This is a work of non-fiction, sort of. The names have been changed to protect the innocent, sort of.
Ours or for that matter any family Mexican Adventure at an all inclusive resort can really be broken down into five parts:

The Check In

The Beach

The All Day Bus Trip

The Meals/Nightlife

The Departure

Part One – The Check In

If/when I finally take home father of the year in 2016, I will point to this exchange on January 1, 2016 as my start of my banner campaign.  

All inclusive is 100% as it sounds, it means all inclusive both eating and drinking to epic proportions, it means putting Ancient Rome to shame. It’s a cruise ship on land without the listeria. There is one restriction. If it’s in the US and you’re even a week short of being 21, you’re not drinking. You’ll get to eat all your sorrows away, but there’s no beer, wine, vodka, rum, gin, I could go on but that’s mean. However in Mexico it’s 18, or I guess being pretty close to 18. 

As you walk in, the first moment could spell doom, we however won the jackpot, no one else checking in. We had the run of the house, three agents ready to pounce. 

     “Would you like a welcome drink. It has alcohol in it.”

A bikini gal comes out of no where to offer us the first of unlimited drinks thrust your way. As no one says no, so she assumes yes and goes off, never to be seen again. I turn back to the counter, ready for anything.

     “Are you sure everyone here is over 18?”  

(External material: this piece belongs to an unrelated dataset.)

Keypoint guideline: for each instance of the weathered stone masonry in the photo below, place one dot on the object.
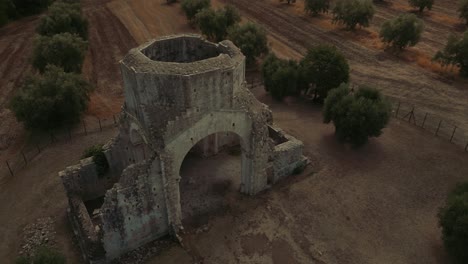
(180, 91)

Well, almost anything. This was the moment of truth. The next few seconds would decide whether or not, not everyone would have a good time. I mean after all he was holding our passports, snatching them as soon as we walked in and now examining them as if ISIS had infiltrated the Jews of Rockland County, Nueva York and we in turn were the infidels, or was it that after a week of Christmas Jews he wanted to prepare for whatever complaint was coming his way. I know Felice was sweating it out, she was the only one who stood to lose. She had been complaining for weeks about the all inclusive resort and the fact that she was a month away from being able to drink legally. It was already bad enough that she had to miss three days of school because we had to go the week after New Years because it was half the price. Thus the resort, while beautiful, was also going through its post New Years rehab with a decidedly non-Jewish Christmas break clientele, which included us and a few other thrifty chosen people and about 95% Spanish speaking families with young kids. Young kids who screamed, young kids everywhere, young kids that quite frankly made you want to drink.

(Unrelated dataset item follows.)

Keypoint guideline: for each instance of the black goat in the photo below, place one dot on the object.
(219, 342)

     “So senior, are you sure everyone is 18”

Asking again, he knew the answer. He was trying to be cool. The only thing standing in the way was me. Would I follow through on my threat on the bus ride over, the same bus that was equipped with a motion sickness bag, that I would point out that she was just short of 18 and therefore didn’t qualify for the purple bracelet, instead settling for the red one, as in the color of Shirley temples.  

     “Yes, everyone is over 18.”

I figured there wasn’t enough booze at the place to make it worthwhile to answer that question any other way. He smiled and gave us all purple bracelets. I in turn avoided the first fight of the vacation, that wasn’t to come for at least another 30 minutes when, after getting up at 4am, we just wanted to sit down and stuff our faces at the buffet. From here you’re scooped up by the concierge. 

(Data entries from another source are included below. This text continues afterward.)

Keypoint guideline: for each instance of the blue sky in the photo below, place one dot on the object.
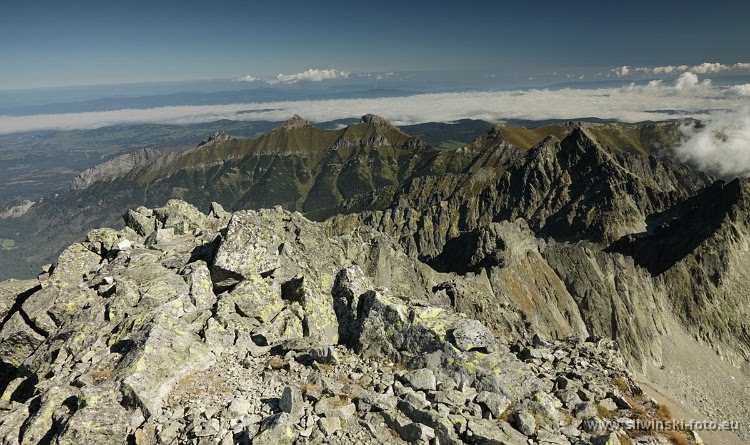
(53, 43)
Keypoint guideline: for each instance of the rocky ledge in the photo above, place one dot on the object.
(256, 327)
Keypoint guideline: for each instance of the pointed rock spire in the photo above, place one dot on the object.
(295, 121)
(378, 121)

     “Hello, we need to pick your restaurant choices for the rest of your life. Here is the brochure, start choosing now.”

And then, without missing a beat.

     “And don’t forget to check in with the transportation to let them know when you’re leaving.”

So I’m picking meals and already planning my departure and I haven’t even had the chance to stuff my face at the buffet or any of the other restaurants that I was now forced to choose. And to this day, we still didn’t get our drink.